Los alelos de cada gen se pueden segregar de forma independiente durante la generación de los gametos según las leyes de Mendel (herencia Mendeliana). Si esto ocurre podemos clasificar las características o enfermedades en 3 grupos: dominantes, recesivas o ligadas al sexo. En las enfermedades dominantes, con solo un alelo alterado para presentar la enfermedad. En el caso de las enfermedades recesivas ambas copias deben estar alteradas, lo cual implica que heredamos un alelo mutado de cada padre y ellos, si fueran sanos, los llamaríamos “portadores”, es decir que ellos tienen una copia “sana” y una “enferma”, pero la “sana” compensa por la “enferma”.

 La herencia ligada al sexo quiere decir que la alteración está en los cromosomas sexuales, por lo tanto, son mutaciones que encontramos en el cromosoma X o en el Y. En el caso de la herencia ligada al sexo también podemos hablar de herencia dominante o recesiva. En el caso de la herencia recesiva ligada al X, como los hombres solo tienen una copia (XY), no existe la compensación que si hay en las mujeres por contar con dos copias (XX), por lo que en los hombres se presentará la enfermedad, aunque sea de herencia recesiva.

El uso de las leyes de la herencia y el análisis de los árboles genealógicos se utiliza aún el día de hoy para investigar si una enfermedad pudiera o no ser genética y determinar su tipo de herencia.
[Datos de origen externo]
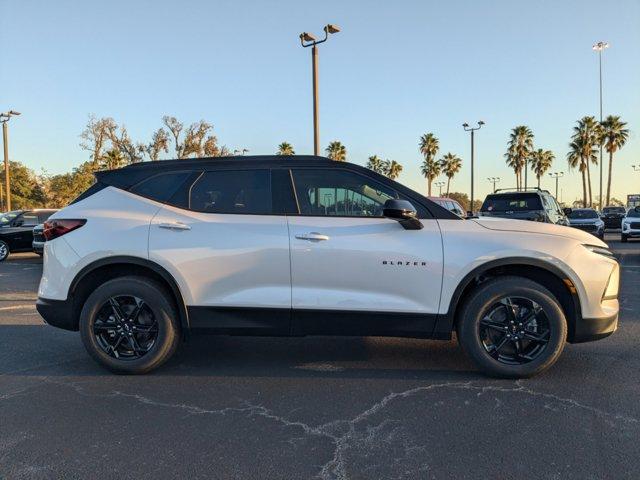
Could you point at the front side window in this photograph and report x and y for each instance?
(340, 193)
(29, 219)
(239, 192)
(511, 202)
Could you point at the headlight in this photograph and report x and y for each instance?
(600, 250)
(611, 292)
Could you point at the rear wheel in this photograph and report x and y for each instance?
(4, 250)
(129, 325)
(512, 327)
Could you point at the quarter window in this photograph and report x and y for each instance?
(160, 187)
(340, 193)
(240, 192)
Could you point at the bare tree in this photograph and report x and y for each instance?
(159, 143)
(175, 127)
(95, 136)
(121, 141)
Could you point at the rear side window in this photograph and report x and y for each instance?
(160, 187)
(238, 192)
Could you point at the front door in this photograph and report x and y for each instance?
(354, 271)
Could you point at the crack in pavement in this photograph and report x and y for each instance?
(343, 432)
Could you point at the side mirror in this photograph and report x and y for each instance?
(403, 212)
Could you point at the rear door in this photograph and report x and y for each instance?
(354, 271)
(228, 251)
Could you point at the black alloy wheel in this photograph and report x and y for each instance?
(125, 327)
(514, 331)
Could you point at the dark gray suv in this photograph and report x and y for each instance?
(531, 204)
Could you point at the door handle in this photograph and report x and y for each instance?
(174, 226)
(313, 237)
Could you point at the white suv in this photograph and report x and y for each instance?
(290, 246)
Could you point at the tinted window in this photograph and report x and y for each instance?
(340, 193)
(243, 191)
(160, 187)
(613, 210)
(575, 214)
(29, 219)
(514, 202)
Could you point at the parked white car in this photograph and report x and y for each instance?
(307, 246)
(631, 224)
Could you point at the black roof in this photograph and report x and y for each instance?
(132, 174)
(246, 161)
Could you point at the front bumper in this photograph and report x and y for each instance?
(57, 313)
(591, 329)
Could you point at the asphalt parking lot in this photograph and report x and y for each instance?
(334, 408)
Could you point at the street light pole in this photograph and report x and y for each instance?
(308, 40)
(599, 47)
(4, 118)
(472, 130)
(556, 175)
(494, 180)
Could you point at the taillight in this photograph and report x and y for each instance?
(57, 228)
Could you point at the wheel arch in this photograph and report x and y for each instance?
(90, 276)
(545, 273)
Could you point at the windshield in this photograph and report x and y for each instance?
(517, 202)
(6, 218)
(613, 210)
(583, 214)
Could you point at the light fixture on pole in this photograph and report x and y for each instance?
(556, 175)
(600, 47)
(4, 118)
(472, 130)
(308, 40)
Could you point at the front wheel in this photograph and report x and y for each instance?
(4, 250)
(130, 325)
(512, 327)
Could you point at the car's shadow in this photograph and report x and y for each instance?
(52, 352)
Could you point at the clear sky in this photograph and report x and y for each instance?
(397, 70)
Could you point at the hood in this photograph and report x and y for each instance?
(584, 221)
(507, 225)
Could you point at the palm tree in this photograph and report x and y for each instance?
(336, 151)
(588, 130)
(541, 161)
(576, 160)
(285, 149)
(613, 137)
(430, 170)
(392, 169)
(450, 164)
(519, 150)
(429, 146)
(376, 164)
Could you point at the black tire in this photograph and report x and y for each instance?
(4, 251)
(474, 332)
(158, 307)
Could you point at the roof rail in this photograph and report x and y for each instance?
(521, 189)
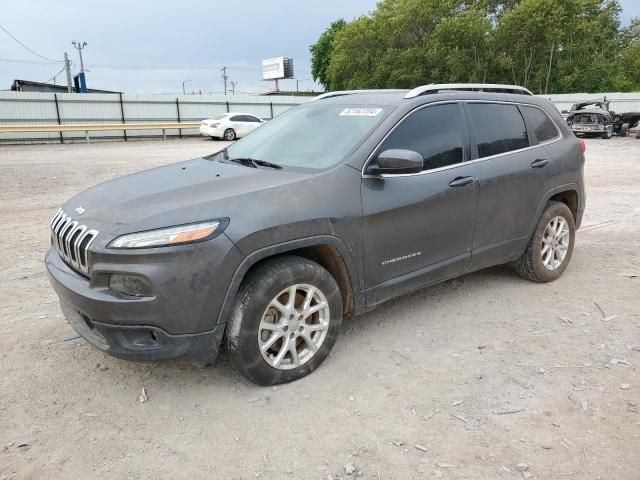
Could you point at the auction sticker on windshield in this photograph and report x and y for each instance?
(360, 112)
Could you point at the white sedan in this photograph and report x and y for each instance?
(230, 126)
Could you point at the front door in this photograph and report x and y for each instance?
(418, 228)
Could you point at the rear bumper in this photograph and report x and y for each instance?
(145, 343)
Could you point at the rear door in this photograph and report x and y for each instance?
(512, 169)
(418, 228)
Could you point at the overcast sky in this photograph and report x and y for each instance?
(149, 46)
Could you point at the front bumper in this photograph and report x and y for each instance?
(180, 321)
(145, 343)
(211, 132)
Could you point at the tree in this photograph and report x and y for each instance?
(630, 57)
(321, 52)
(546, 45)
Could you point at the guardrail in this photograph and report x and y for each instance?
(97, 127)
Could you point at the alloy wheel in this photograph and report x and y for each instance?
(555, 243)
(293, 326)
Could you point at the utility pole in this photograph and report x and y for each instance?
(225, 78)
(67, 68)
(183, 90)
(79, 46)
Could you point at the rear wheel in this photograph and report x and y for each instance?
(285, 321)
(229, 134)
(549, 250)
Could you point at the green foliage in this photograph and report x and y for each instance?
(321, 53)
(546, 45)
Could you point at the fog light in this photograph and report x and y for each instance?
(133, 285)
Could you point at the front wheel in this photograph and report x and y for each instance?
(229, 134)
(551, 245)
(285, 321)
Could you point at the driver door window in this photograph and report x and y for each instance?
(434, 132)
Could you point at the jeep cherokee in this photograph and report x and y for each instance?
(328, 210)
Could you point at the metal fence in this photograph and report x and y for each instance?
(69, 108)
(24, 108)
(620, 102)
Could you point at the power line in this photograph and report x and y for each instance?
(61, 70)
(30, 62)
(27, 48)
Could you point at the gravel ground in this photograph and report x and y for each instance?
(466, 379)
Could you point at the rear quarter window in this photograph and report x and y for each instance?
(498, 128)
(543, 127)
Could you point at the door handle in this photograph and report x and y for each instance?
(539, 163)
(461, 181)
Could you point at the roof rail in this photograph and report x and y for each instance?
(340, 93)
(472, 87)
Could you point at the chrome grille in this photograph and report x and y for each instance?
(71, 240)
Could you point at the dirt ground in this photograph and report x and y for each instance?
(466, 379)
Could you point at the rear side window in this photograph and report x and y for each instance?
(542, 125)
(498, 128)
(433, 132)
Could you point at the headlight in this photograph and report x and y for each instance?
(165, 237)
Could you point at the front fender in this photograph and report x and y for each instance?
(284, 247)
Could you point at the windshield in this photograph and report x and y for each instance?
(312, 135)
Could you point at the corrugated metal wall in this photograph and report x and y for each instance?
(65, 108)
(69, 108)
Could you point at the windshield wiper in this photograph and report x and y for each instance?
(255, 163)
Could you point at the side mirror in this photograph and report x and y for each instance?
(396, 161)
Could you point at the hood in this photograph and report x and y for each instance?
(191, 191)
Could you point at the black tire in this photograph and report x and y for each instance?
(530, 265)
(624, 130)
(262, 285)
(229, 135)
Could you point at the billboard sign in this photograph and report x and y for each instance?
(277, 68)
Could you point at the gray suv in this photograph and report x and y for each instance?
(323, 213)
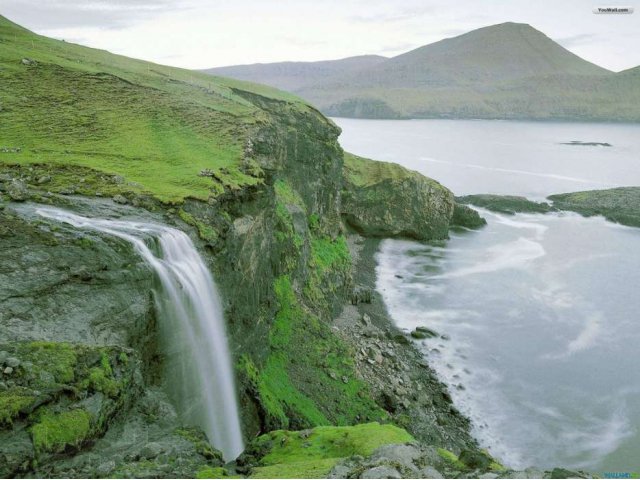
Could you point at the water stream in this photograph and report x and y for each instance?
(198, 369)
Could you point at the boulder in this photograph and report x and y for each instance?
(381, 472)
(18, 191)
(382, 199)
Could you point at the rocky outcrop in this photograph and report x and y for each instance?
(382, 199)
(508, 204)
(621, 205)
(466, 217)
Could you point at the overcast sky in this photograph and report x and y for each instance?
(201, 33)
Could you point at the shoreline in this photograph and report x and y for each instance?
(387, 359)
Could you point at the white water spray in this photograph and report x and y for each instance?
(199, 373)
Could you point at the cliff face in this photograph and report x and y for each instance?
(255, 177)
(386, 200)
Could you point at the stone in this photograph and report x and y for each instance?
(404, 455)
(381, 472)
(474, 458)
(105, 468)
(430, 472)
(18, 191)
(151, 450)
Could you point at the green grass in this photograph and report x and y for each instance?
(156, 126)
(54, 432)
(312, 454)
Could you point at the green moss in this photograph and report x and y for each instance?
(12, 402)
(200, 442)
(328, 258)
(214, 472)
(287, 194)
(53, 432)
(183, 122)
(58, 359)
(205, 232)
(451, 458)
(312, 454)
(363, 172)
(303, 469)
(302, 383)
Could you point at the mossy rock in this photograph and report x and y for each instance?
(313, 453)
(620, 205)
(507, 204)
(381, 199)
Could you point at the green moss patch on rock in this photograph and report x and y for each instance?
(63, 394)
(308, 378)
(53, 432)
(621, 205)
(508, 204)
(381, 199)
(313, 453)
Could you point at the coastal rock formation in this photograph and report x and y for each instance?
(382, 199)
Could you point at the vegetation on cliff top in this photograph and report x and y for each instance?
(64, 104)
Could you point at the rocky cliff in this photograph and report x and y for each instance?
(256, 178)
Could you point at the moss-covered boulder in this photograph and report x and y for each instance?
(58, 396)
(313, 453)
(621, 205)
(508, 204)
(381, 199)
(466, 217)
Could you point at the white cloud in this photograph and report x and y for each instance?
(200, 33)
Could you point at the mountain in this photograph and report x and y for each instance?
(510, 71)
(91, 370)
(293, 76)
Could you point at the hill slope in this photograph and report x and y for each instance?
(502, 71)
(293, 76)
(62, 103)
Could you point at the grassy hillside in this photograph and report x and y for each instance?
(509, 71)
(293, 76)
(64, 104)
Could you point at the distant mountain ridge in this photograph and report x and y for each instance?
(509, 70)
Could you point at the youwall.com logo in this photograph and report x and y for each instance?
(613, 10)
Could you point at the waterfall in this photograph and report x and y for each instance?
(199, 375)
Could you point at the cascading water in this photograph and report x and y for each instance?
(199, 374)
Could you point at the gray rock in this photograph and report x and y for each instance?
(381, 472)
(430, 472)
(405, 455)
(18, 191)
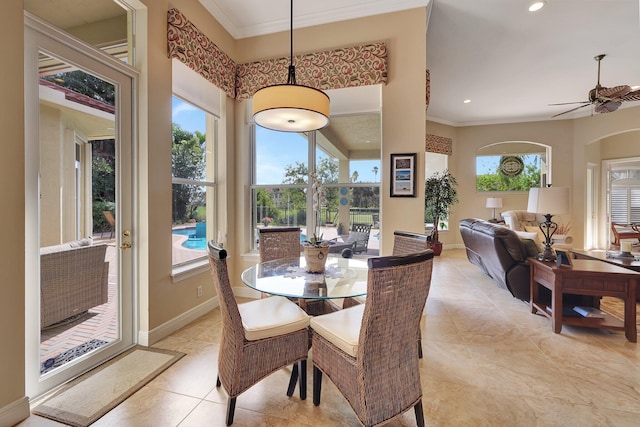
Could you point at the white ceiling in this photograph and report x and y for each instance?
(509, 62)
Es importante recordar que no todas las características o enfermedades siguen los tipos de herencia mendeliana. En algunos casos podemos tener otros fenómenos como la codominancia (dos genes con igual efecto sobre el fenotipo), la dominancia incompleta (fenotipo intermedio) o la herencia poligénica (muchos genes involucrados en la expresión de una característica).

En general, con cada avance científico y tecnológico hemos descubierto que hay muchas más capas de regulación de lo que creíamos, lo cual ha agregado complejidad al entendimiento del control de la expresión genética. Ahora sabemos que el ARN puede tener muchas funciones, o que existen marcas epigenéticas y que todo esto puede alterar la forma en que se expresa un gen, lo cual repercute en cómo se pueden producir las enfermedades genéticas.

A pesar de esto, hoy en día los estudios basados en genética clásica, como la que se describe en este artículo, siguen siendo importantes para entender los mecanismos de herencia, en particular cuando nos enfrentamos a una enfermedad nueva o poco conocida. Por lo que muchos de estos conceptos no pierden vigencia a pesar de que fueron formulados hace más de 100 años.